Chiliöl ist ein kleines Küchenwunder: Ein paar Tropfen machen Suppen, Pasta, Pizza oder Ofengemüse sofort spannender. Wichtig ist hier vor allem sauberes Arbeiten und die richtige Zutatenwahl.

Zutaten mit Mengen

  • 500 ml mildes Olivenöl oder Rapsöl
  • 2–3 EL getrocknete Chiliflocken oder 6–8 getrocknete Chilischoten
  • optional: 1 TL Paprikapulver edelsüß
  • optional: 1 TL Salz (nur für direkten Gebrauch, nicht zwingend)

Zubereitung Schritt fuer Schritt

  • Flasche/Glas und Deckel sehr heiß ausspülen und komplett trocknen lassen.
  • Öl in einem Topf auf 80–90 °C erwärmen (nicht rauchen lassen).
  • Topf vom Herd ziehen, Chili (und optional Paprika) einrühren.
  • 10–15 Minuten ziehen lassen.
  • Durch ein feines Sieb in die saubere, trockene Flasche abseihen oder die Chili im Öl lassen (dann wird es schärfer).
  • Kühl und dunkel lagern, 2–3 Tage ziehen lassen, dann verwenden.

Tipps

  • Verwende ausschließlich getrocknete Chili: Feuchtigkeit kann die Haltbarkeit verschlechtern.
  • Wenn du die Schärfe besser kontrollieren willst, siebe die Chili ab und gib später bei Bedarf neue Flocken dazu.

Variationen/Hinweise

  • Kräuter-Chiliöl: Ein kleines Stück Rosmarin (wirklich gut getrocknet) mitziehen lassen.
  • Wenn du trübes Öl oder Gärgeruch bemerkst: nicht mehr verwenden und neu ansetzen.

6 Knoblauch in Öl einlegen

Knoblauch in Öl ist unglaublich praktisch: zum Anbraten, für Dressings oder zum Aromatisieren von Gemüse.

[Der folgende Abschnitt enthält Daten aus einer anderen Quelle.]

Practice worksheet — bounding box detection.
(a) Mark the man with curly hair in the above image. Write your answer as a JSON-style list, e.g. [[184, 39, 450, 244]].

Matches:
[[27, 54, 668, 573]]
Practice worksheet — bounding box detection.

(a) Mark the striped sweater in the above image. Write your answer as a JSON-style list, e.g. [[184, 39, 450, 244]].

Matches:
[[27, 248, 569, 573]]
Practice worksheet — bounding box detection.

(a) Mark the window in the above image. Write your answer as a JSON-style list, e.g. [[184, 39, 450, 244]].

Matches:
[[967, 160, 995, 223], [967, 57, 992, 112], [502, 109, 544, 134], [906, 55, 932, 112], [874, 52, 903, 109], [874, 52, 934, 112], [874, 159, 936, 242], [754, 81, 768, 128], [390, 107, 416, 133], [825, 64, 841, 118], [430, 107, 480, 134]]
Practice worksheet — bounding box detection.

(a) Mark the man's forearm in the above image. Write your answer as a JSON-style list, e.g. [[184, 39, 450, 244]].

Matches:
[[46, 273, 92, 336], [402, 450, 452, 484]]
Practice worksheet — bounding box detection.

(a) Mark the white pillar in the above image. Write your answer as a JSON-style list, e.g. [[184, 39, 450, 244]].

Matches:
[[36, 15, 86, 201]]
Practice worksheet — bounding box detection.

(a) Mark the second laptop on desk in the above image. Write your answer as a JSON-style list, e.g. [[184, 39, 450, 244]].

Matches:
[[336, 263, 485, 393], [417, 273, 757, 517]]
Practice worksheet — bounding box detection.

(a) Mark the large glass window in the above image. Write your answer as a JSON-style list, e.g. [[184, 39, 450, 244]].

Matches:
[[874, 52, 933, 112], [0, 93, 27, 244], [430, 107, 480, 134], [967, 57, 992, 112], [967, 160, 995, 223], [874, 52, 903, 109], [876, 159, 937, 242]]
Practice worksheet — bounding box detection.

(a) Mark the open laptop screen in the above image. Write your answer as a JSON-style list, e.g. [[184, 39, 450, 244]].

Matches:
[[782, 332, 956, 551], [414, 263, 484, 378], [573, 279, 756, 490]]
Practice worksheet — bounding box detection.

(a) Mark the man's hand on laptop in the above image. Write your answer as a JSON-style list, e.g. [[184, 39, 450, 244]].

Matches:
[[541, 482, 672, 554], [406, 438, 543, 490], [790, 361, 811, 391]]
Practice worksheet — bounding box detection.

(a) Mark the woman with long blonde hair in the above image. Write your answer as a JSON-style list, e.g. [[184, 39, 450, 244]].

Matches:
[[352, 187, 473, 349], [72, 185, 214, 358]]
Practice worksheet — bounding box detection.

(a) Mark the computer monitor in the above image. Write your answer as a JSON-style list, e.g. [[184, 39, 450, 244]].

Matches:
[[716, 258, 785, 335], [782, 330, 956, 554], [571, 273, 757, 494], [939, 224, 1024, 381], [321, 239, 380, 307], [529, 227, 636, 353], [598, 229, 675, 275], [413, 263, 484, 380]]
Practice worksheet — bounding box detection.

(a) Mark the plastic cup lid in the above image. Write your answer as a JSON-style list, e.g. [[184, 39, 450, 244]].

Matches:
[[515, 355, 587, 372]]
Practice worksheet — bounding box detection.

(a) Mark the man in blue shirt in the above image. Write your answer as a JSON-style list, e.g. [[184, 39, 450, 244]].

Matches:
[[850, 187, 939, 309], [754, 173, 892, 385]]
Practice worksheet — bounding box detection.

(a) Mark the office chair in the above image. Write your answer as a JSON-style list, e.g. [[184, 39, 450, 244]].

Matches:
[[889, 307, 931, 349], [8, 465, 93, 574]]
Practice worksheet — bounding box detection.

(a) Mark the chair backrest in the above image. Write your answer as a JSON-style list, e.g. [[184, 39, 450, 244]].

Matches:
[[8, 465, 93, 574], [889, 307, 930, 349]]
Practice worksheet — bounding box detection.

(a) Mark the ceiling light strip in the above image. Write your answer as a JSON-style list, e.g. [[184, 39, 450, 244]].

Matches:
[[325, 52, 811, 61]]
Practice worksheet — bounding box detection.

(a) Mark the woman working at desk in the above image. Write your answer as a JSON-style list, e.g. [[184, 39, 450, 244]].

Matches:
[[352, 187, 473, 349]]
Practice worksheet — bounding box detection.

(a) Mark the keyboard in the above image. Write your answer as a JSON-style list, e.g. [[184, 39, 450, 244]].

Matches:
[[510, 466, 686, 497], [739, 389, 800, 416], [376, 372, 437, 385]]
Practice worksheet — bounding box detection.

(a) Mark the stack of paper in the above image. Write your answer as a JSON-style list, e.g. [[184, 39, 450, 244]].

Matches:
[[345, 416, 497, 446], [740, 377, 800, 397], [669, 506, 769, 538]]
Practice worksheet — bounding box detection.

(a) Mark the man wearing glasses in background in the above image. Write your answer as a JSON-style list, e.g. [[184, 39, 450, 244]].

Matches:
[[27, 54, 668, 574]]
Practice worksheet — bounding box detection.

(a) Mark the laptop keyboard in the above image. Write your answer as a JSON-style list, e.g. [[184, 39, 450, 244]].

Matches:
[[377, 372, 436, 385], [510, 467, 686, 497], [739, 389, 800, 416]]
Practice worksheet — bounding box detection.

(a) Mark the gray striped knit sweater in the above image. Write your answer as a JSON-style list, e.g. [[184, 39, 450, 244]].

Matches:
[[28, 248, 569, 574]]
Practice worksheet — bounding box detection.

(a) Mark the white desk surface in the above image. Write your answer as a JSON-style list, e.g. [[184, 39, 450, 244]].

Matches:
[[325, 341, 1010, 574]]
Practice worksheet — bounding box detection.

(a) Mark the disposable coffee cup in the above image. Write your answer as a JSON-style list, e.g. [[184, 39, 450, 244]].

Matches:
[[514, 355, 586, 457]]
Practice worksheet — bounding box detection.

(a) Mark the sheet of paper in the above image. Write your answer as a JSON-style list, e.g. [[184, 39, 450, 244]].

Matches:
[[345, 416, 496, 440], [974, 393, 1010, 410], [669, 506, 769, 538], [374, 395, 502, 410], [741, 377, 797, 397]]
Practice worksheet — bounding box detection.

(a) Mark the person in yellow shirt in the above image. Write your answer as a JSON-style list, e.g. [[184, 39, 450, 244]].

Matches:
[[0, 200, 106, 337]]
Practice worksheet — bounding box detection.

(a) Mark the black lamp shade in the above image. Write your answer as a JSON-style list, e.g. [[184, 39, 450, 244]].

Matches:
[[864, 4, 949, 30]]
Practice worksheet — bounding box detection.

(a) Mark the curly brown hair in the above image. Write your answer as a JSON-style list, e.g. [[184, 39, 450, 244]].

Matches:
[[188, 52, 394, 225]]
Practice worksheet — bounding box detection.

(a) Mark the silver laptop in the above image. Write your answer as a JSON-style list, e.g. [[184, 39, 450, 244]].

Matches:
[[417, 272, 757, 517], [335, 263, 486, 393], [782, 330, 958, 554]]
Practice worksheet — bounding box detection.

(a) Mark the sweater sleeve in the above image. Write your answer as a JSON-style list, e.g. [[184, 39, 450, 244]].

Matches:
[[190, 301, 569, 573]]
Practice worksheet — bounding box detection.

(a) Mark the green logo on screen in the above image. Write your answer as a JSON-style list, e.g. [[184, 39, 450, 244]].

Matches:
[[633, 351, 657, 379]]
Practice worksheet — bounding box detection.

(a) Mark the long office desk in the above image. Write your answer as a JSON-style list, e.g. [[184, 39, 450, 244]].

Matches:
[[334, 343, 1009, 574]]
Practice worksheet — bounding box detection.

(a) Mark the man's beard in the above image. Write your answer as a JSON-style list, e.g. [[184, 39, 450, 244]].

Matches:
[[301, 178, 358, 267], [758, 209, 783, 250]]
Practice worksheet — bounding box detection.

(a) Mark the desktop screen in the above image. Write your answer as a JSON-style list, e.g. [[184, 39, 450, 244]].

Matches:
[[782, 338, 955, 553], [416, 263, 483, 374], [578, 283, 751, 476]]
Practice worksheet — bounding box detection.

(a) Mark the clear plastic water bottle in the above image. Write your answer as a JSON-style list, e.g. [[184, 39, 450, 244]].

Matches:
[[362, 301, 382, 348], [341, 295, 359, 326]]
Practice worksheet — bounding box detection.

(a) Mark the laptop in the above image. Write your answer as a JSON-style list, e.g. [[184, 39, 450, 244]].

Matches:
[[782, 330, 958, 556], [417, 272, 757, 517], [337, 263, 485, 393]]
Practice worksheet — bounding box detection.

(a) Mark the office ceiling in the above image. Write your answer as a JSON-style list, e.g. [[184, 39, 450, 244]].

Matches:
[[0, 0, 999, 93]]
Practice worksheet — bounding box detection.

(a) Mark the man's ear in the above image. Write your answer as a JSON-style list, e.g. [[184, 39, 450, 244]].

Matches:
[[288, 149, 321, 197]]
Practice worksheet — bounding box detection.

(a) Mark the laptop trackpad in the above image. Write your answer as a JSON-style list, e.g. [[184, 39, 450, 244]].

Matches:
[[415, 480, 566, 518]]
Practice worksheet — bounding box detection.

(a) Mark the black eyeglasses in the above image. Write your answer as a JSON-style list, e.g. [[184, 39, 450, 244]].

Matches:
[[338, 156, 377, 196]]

Hier ist Hygiene besonders wichtig, und die Lagerung muss konsequent kühl erfolgen.

Zutaten mit Mengen

  • 2 Knollen Knoblauch (ca. 100–120 g geschälte Zehen)
  • 300 ml Olivenöl oder Rapsöl
  • 1 TL Salz
  • optional: 1 TL Pfefferkörner
  • optional: 1 kleiner Zweig Rosmarin (gut getrocknet)
  • optional für mehr Sicherheit und Geschmack: 3 EL Zitronensaft oder 4 EL milder Essig

Zubereitung Schritt fuer Schritt

  • Glas und Deckel sehr heiß reinigen, anschließend vollständig trocknen lassen.
  • Knoblauchzehen schälen. Nur feste, makellose Zehen verwenden.
  • Optional für mehr Sicherheit: Knoblauch 2 Minuten in einer Mischung aus Wasser und Essig (1:1) aufkochen, abgießen und sehr gut abtropfen sowie abkühlen lassen.
  • Knoblauch in das Glas geben, optional Pfeffer und getrockneten Rosmarin ergänzen.
  • Öl kurz auf etwa 80 °C erwärmen und handwarm abkühlen lassen (es soll nicht mehr heiß sein, wenn es ins Glas kommt).
  • Knoblauch vollständig mit Öl bedecken, verschließen.
  • Sofort im Kühlschrank lagern und innerhalb von 7–10 Tagen verbrauchen.

Tipps

  • Knoblauch-Öl niemals bei Zimmertemperatur lagern: immer Kühlschrank, und zügig aufbrauchen.
  • Achte darauf, dass alles komplett trocken ist (Glas, Löffel, Knoblauch gut abgetropft), damit keine unnötige Feuchtigkeit ins Öl kommt.

Variationen/Hinweise

  • Zitronig: Zitronenschale (nur dünn abgeschält, gut trocken) kurz mitziehen lassen und später entfernen.
  • Für längere Vorräte: Knoblauch lieber separat haltbar machen (z. B. als eingekochte Knoblauchpaste oder in Essig) und Öl erst beim Kochen aromatisieren.